Quoiqu'il en soit, l'opinion publique s'empara de l'affaire. La Monarchie de Juillet avait déjà été ébranlée quelques mois plus tôt par deux affaires ayant impliqué des Pairs de France. Les opposants politiques utilisèrent donc ce crime pour dénoncer la corruption des moeurs dans la haute société et plus particulièrement dans l'entourage du roi Louis-Philippe. Le gouvernement fut même accusé d'avoir fourni le poison au Duc pour lui éviter le procès et ainsi le soustraire à la justice. On raconta aussi que le Duc n'était pas vraiment mort mais qu'en réalité il avait été exfiltré vers le Nicaragua pour y mourir en 1882 soit 35 ans plus tard. Loin des rumeurs, la réalité de l'affaire du meurtre de la Duchesse était plus complexe qu'on ne l'imagina à l'époque.
"Fanny Sébastiani fut outrageusement gâtée par une aïeule qui la considérait comme la huitième merveille du monde... " Luciana Clevering
Nous savons aujourd'hui que Fanny Sébastiani, fille unique du Maréchal Sébastiani, fut élevée dans le luxe et la profusion par sa grand-mère. Ses amies d'enfance, la décrivait comme étant belle mais capricieuse, emportée et sujette à de brusques changement d'humeur. Son père qui ne lui refusait jamais rien, l'avait promise au fils du Duc de Fitz-James. Cependant, lors d'un voyage avec sa grand-mère, elle visita le château de Vaux-le-Vicomte qui appartenait à la famille des Choiseul-Praslin. Elle fut immédiatement conquise par cette splendide demeure qui avait autrefois poussé Louis XIV à construire Versailles. Par la suite, lors d'un bal, elle repéra le jeune Théobald de Choiseul, futur Duc de Choiseul-Praslin (son père étant encore vivant, il n'était encore que Marquis de Praslin). Il semblerait alors qu'elle ait fait le pari avec ses amies de l'épouser et ainsi devenir la future maîtresse de Vaux-le-Vicomte. Un pari qu'elle gagna puisqu'elle parvint à convaincre son père de l'intérêt de cette union. De son côté, le Duc de Choiseul, père de Théobald, n'y vit pas non plus d'inconvénient car la dot de Fanny bien garnie et lui permettrait l'entretien et les réparations du château de Vaux-le-Vicomte.

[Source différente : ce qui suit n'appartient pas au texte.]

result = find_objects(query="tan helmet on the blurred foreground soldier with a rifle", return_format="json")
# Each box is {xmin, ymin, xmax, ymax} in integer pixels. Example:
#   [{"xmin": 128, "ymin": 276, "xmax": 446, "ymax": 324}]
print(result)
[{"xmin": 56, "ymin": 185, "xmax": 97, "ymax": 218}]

Le 18 Octobre 1824, les jeunes gens furent donc mariés. On les disait très amoureux l'un de l'autre et ils eurent ainsi 10 enfants en 15 ans dont 9 survécurent. Mais après sa dixième grossesse, Fanny, que Victor Hugo décrivait déjà en 1830 comme étant "belle et grasse", devint obèse jusqu'à peser plus 100kg à sa mort. Son mari commença alors à délaisser le lit conjugal. Elle le vécu très mal. Ses sautes d'humeurs s'amplifièrent, de même que sa jalousie. Le Duc la décrivait désormais dans sa correspondance comme colérique, ne supportant plus la moindre frustration. Si lui, s'épanouissait en élevant ses enfants, elle éprouvait quant à elle une véritable obsession pour son époux. Elle lui écrivait de nombreuses lettres lui vouant son amour, s'excusant de ses violences verbales, lui promettant de corriger ses défauts et l'appelant "le meilleur des hommes". Lettres auxquelles il ne répondit jamais.
"Eh bien ! tout me coûte, m'attriste, me pèse, me déplaît, parce que je suis mal avec toi et pour toujours, je commence à le craindre, à moins que tu n'aies pitié de moi. Je suis dans un état trop violent pour qu'il puisse durer : oh ! je tacherai de me calmer, mais si tu savais ce que je souffre, tu m'en voudrais moins." (Lettre de Fanny à son époux datant d'avant le 1er Mai 1841).
Plus son mari la fuyait, plus elle le poursuivait. Plus elle le poursuivait, plus il s'enfermait dans le silence et la froideur à son égard. Si l'on sait aujourd'hui qu'il eut quelques maîtresses à partir de 1839, rien ne prouve qu'Henriette Deluzy fut l'une d'entre elle. La relation du couple continua ainsi de se dégrader jusqu'à cette triste nuit d'août 1847. On pourrait voir dans cette histoire tragique un simple drame conjugal du XIXe siècle mais, comme nous l'avons vu plus haut, les politiciens républicains s'emparèrent de l'affaire pour nuire au gouvernement du roi Louis-Philippe. Six mois après ces faits, la révolution de 1848 éclata et le roi fut contraint d'abdiquer. C'était le début de la IIe République française.